Jest to
niezwykła komedia opowiadająca o Warszawie w czasach okupacji, pokazana z przymrużeniem oka.
Historia wojny z perspektywy młodych ludzi, przeniesionych w czasie za pomocą windy znajdującej się w budynku dawnej ambasady niemieckiej, omyłkowo zbombardowanym w 1939 r. przez nazistów.
- Mam nadzieje, że ten
film nareszcie rozbroi traumę, jaką mamy w związku z II wojną światową - mówi o swoim dziele Juliusz Machulski.
''AmbaSSada'' to film, którego już sama geneza jest komediowa. Jak mówi Juliusz Machulski,
pomysł spadł mu z nieba, zrzucony przez Luftwaffe. Dowiedział się bowiem, że mieszka obecnie w kamienicy, w której niegdyś mieściła się niemiecka ambasada, zbombardowana omyłkowo przez niemieckie siły powietrzne. Na podstawie tej historii reżyser zbudował scenariusz komedii.
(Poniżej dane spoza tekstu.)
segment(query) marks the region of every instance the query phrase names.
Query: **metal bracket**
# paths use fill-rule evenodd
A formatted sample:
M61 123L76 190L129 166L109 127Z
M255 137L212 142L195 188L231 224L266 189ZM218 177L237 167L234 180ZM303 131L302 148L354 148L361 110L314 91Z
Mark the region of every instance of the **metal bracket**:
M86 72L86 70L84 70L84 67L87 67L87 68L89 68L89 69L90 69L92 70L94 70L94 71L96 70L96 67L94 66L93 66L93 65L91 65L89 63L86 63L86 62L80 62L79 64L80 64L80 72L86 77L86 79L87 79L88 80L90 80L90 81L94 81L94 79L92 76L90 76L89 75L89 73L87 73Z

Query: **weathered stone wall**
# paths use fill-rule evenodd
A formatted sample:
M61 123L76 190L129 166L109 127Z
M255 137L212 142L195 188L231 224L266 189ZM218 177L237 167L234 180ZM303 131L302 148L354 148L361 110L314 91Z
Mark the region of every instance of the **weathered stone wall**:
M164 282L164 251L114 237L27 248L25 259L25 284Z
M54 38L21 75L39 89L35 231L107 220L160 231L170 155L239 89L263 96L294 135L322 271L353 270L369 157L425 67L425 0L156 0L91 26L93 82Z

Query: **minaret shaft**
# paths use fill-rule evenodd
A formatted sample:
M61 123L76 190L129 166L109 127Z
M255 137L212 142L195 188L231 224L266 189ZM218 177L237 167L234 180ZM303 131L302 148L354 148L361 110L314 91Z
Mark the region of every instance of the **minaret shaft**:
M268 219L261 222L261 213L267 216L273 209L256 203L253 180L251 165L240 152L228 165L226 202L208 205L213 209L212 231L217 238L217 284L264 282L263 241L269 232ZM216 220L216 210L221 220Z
Alternatywna wersja wydarzeń wojennych przedstawiona została przez doborowy
zespół aktorów składający się m.in. z Roberta Więckiewicza w brawurowej roli Hitlera, Magdy Grąziowskiej (Melania), Bartosza Porczyka (Przemek/Anton), Jana Englerta (Oskar) i Adama „Nergala” Darskiego w roli Joachima von Ribbentropa.
''AmbaSSada'' przyciąga nie tylko
nietypowym scenariuszem, lecz przemyślanym i
odważnym wykonaniem. Film został nakręcony bardzo realistycznie. Scenografia, stroje, rekwizyty, przygotowane z wyjątkową pieczołowitością
przenoszą widzów do Warszawy z czasów wojny. Dialogi w języku niemieckim zajmują jedną trzecią filmu, dzięki efektom specjalnym zrekonstruowano ówczesny kształt ulic i kamienic.
Z pomocą nowych technologii aktorzy mogli odgrywać w trakcie jednej sceny dwie postaci jednocześnie. Niektórzy spośród nich wcielali się bowiem w więcej, niż jednego bohatera.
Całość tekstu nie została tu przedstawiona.